While the language was deliberately vague, Berejiklian’s meaning was clear. The premier would prefer to risk a further acceleration in community transmission than do anything that might threaten the profit interests of big business.
Modelling conducted by the Burnet Institute, a Melbourne-based medical research organisation, predicts that, if current NSW restrictions are maintained,” it will take until the end of the year to reduce case numbers to zero.
The institute’s modelling indicates that measures similar to the “stage 4” restrictions introduced in Victoria late last year, including the closure of “non-essential” retail and stricter limits on what types of workplaces can remain open, could reduce new cases to zero by the end of August. The government has made clear that zero cases is not their goal. Berejiklian has repeatedly stated that restrictions will be lifted when there are near-zero cases infected while not in isolation and active in the community.

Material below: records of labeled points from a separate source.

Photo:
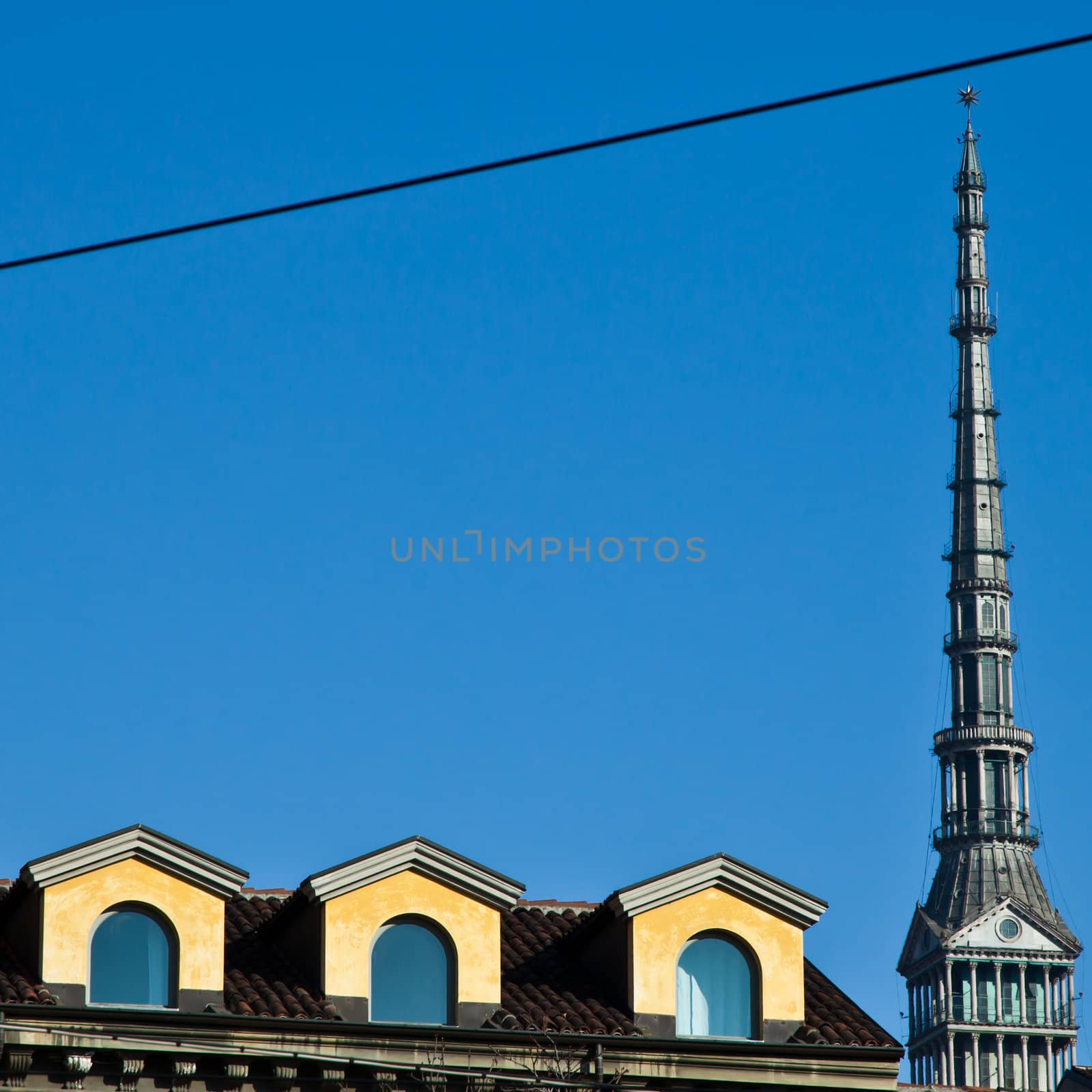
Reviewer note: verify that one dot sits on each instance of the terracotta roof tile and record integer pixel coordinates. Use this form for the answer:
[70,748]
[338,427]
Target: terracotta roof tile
[16,988]
[545,986]
[831,1018]
[545,983]
[258,980]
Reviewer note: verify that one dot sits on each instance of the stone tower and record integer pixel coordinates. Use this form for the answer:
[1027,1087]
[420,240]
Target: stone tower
[988,962]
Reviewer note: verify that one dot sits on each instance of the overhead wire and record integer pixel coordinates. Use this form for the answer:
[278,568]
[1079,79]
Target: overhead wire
[554,153]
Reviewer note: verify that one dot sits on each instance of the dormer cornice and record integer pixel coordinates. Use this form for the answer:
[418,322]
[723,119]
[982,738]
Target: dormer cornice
[418,855]
[724,874]
[136,844]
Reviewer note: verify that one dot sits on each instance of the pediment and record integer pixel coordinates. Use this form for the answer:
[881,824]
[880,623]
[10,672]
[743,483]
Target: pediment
[424,857]
[986,931]
[923,937]
[136,844]
[725,874]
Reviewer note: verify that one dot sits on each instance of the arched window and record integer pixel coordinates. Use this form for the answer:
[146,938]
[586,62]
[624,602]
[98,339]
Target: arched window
[988,614]
[134,959]
[413,975]
[715,988]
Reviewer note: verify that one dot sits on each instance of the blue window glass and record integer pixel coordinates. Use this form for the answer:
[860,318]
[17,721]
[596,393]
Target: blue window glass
[715,990]
[412,975]
[131,961]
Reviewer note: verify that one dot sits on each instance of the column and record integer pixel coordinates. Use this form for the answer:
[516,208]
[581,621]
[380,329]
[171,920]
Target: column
[1013,789]
[981,755]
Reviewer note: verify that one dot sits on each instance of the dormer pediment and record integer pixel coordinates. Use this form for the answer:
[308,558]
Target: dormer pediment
[132,879]
[726,874]
[136,844]
[426,859]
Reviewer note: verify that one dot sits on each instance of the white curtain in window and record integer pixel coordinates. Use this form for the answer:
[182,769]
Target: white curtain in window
[715,990]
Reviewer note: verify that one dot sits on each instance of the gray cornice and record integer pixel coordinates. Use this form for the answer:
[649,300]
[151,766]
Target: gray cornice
[418,855]
[725,874]
[140,844]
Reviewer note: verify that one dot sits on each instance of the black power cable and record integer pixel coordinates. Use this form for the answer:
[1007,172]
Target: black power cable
[554,153]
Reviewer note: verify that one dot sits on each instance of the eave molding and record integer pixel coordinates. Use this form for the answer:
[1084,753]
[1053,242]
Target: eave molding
[136,844]
[418,855]
[724,874]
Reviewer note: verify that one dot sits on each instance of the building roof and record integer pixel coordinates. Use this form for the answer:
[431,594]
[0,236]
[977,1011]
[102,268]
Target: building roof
[545,986]
[972,879]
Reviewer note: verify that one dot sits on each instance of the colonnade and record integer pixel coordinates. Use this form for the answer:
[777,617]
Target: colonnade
[988,1061]
[957,805]
[933,999]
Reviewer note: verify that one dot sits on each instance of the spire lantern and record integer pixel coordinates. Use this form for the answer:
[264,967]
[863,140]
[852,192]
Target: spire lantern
[988,961]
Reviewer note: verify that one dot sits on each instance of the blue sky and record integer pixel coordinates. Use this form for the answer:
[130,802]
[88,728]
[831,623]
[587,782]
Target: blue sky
[737,333]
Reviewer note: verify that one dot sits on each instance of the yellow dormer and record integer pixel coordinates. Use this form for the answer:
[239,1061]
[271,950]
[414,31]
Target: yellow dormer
[130,919]
[413,904]
[715,949]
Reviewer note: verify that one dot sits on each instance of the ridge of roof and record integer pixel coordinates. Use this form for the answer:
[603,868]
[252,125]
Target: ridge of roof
[423,857]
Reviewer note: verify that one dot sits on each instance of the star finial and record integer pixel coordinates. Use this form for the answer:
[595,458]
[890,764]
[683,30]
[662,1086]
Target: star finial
[969,96]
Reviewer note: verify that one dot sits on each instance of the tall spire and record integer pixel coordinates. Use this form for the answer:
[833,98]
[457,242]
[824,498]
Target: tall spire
[988,961]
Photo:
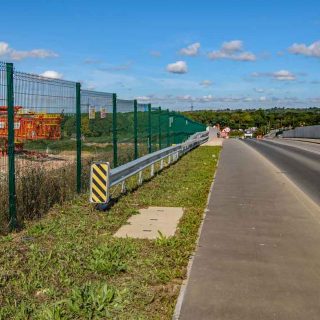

NSW Premier Berejiklian continues to steadfastly refuse to provide a concrete definition of what constitutes an “essential” business, instead insisting that individuals should rely on their “common sense.”
The apparently contradictory approach of allowing virtually all businesses to continue trading while giving daily press briefings berating residents of working-class suburbs for failing to sufficiently curtail their movement serves a definite political purpose.
In refusing to order businesses to close, Berejiklian is attempting to distance herself and the NSW government from their failure to prevent or contain the outbreak and from any responsibility to provide financial aid to “non-essential” employees who are not able to work from home.
The current surge in COVID-19 cases is a direct result of the continued refusal of Australian governments to put in place stringent restrictions to prevent transmission of the deadly Delta variant and the parlous state of the country’s vaccine rollout.
Australian governments at the state and federal level, Labor and Liberal alike, as well as the corporate media, have relentlessly promoted the conception that Australia has largely escaped the global pandemic. In fact, the current outbreak shows that the subordination of public health to the profit interests of big business is every bit as dangerous here as anywhere else.